1,600 hunters bag 68 pythons in Everglades

The Miami HeraldFebruary 17, 2013 

MIAMI -- Bolstered by a harrowing tale of wrestling with a 14-footer, three Fort Myers buddies have won the top general categories in the heavily publicized Python Challenge.

Dubbing their team "Is That a Snake In Your Pants?," Paul Shannon, Jake Carner and Brian Barrows spent six days on the challenge, going to Conservation Area 3A west of Weston -- a four-hour round drive from their Fort Myers homes.

At a news conference Saturday at Zoo Miami announcing the results of the challenge, Shannon, Carner and Barrows told about their greatest catch:

They were walking along the shore line of a tree island about 2 p.m. one day.
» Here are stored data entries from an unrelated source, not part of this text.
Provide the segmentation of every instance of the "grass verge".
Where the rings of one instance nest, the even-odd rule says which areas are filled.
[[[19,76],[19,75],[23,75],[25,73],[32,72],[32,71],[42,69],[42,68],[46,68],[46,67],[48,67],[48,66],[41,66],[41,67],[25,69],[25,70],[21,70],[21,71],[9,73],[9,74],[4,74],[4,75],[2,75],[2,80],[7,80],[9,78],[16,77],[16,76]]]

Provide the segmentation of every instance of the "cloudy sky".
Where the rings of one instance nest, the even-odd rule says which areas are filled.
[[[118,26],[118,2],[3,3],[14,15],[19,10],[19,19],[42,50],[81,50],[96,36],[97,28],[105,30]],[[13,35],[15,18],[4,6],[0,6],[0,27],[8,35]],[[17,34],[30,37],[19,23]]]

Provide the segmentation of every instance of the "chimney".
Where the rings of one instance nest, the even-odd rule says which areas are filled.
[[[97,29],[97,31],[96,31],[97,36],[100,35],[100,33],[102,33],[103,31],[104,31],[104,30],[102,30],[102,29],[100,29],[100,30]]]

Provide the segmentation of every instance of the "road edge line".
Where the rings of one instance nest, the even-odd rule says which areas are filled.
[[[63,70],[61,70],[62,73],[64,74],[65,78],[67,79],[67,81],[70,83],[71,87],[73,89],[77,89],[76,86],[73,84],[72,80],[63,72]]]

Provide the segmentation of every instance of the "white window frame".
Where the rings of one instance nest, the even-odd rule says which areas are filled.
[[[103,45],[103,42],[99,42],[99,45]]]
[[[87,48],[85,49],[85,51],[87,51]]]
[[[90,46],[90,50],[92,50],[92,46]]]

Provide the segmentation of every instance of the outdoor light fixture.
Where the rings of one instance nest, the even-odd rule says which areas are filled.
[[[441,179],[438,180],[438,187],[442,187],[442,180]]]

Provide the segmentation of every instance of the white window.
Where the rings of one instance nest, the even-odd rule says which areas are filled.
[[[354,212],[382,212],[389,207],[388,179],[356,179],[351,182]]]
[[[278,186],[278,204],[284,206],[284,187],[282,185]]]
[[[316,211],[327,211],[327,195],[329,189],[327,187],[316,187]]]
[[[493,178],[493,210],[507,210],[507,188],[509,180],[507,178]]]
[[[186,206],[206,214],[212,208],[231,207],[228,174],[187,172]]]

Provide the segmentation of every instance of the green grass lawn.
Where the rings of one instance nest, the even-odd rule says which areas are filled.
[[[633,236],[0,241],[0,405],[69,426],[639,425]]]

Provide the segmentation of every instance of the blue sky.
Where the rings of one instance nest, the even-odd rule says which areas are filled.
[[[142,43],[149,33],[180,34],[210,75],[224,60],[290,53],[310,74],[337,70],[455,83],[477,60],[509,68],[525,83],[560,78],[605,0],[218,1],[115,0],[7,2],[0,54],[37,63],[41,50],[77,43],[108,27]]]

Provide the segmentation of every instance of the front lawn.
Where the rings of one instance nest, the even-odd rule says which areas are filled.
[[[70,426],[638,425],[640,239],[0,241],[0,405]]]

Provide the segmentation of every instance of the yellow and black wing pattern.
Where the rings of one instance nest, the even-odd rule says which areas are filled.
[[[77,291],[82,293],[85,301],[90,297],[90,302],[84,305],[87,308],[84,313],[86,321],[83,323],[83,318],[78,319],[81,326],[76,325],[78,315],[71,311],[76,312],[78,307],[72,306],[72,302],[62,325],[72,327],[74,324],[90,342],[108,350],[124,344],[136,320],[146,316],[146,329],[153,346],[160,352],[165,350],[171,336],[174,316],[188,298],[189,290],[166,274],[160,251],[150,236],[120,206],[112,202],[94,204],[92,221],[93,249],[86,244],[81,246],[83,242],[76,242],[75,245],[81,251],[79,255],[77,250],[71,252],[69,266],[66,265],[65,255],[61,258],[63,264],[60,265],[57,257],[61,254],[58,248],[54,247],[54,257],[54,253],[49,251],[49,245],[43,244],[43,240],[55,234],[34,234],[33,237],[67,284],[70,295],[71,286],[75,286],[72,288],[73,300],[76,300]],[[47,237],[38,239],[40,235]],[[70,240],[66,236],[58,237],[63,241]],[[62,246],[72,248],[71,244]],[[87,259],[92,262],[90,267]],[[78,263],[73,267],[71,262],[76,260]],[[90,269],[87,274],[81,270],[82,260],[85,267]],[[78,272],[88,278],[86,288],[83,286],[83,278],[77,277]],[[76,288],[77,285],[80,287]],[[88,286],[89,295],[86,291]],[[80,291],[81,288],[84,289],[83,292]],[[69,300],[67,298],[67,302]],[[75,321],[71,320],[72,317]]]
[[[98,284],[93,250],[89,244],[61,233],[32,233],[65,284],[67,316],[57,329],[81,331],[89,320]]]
Shannon looked back to see that a foot of mud had fallen off a long python that was slithering through the slime.

Shannon drew a Judge pistol that uses .410 shotgun shells and shot, apparently grazing it. As he stopped to reload, Carner grabbed the python to pull it out of the mud. The snake's head swung around and lunged at him. Carner fell back into the bushes.

The python coiled again, getting ready to strike. "This was seriously intense," said Shannon. "Its girth must have been at last two feet."

Shannon then shot it twice in the head.

The team won $1,000 for their 14-foot, 3-inch python and Barrows was awarded $1,500 for catching the most pythons -- 6 -- in the general category.

They were among the 1,600 registered competitors from 38 states and Canada to take part in the hunt. Organized by the Florida Fish and Wildlife Conservation Commission, the competition was intended to raise awareness about the dangers of outside species invading the state, and it certainly did that. More than 10 news video cameras were on hand to record the winners of this first-of-its-kind event that has drawn national attention. Even Sen. Bill Nelson took time out for some

python hunting.

It wasn't an easy task. The final count was 68 pythons caught during the month-long contest -- meaning that more than 95 percent of contestants trekked through the Everglades without bagging anything.

Ruben Ramirez of Miami, a veteran hunter, won the python permit holders competition by "harvesting" -- the phrase used by the organizers -- 18 pythons. He also led permit holders with the longest python -- 10 feet, 6.8 inches.

Ramirez, 40, said he worked with a team, Florida Python Hunters, which has its own website. They hunted for 27 of the 31 days of the competition, logging more than 500 miles and spending $2,500 on fuel and food, in order to nab their 18 pythons, he said.

His team won $1,500 for the permit holders' most catches and another $1,000 for the longest -- the same amounts won by the Fort Myers group in the general categories.

Ramirez's colleague, George Brana, said they found the best hunting was early or late on cool days, when the pythons come out to sun themselves. "We have years of experience," Brana said. "We know where to look."

Coming in second in the most snakes competition were Bill Booth, who caught five in the general category, and Blake Russ, who caught five in the permit holders group. Each received $750.

Second place for longest caught went to Rigoberto Figueroa, who caught a 14-foot, 2.3-incher in the general category, and Ramirez, who harvested a 10-foot, 3.6-incher in the permit category. Each received $750.

The event included tents set up by more than a dozen organizations to publicize the dangers of invasive species. The exhibit area discussed dangers such as the lionfish, which preys on native fish by Florida reefs.

A University of Florida exhibit had a live Argentine black and white tegu, a large lizard-like creature that, like many exotics, is purchased as a pet and then released in the wild, where it threatens wading birds and crocodile eggs.

The Fort Myers team had plenty of fun with its victories. Shannon gave a mock Oscar-style acceptance speech, attributing his success to being a "retired junior naturalist" from Sanibel Elementary.

His father teased him that he better enjoy his 15 minutes of fame, but by that time, he'd already been talking to journalists for 30 minutes.

Asked if he was going party with the winnings, Shannon, a home health aide, said, "Hey, we party every night. We live in Florida. Life is a party."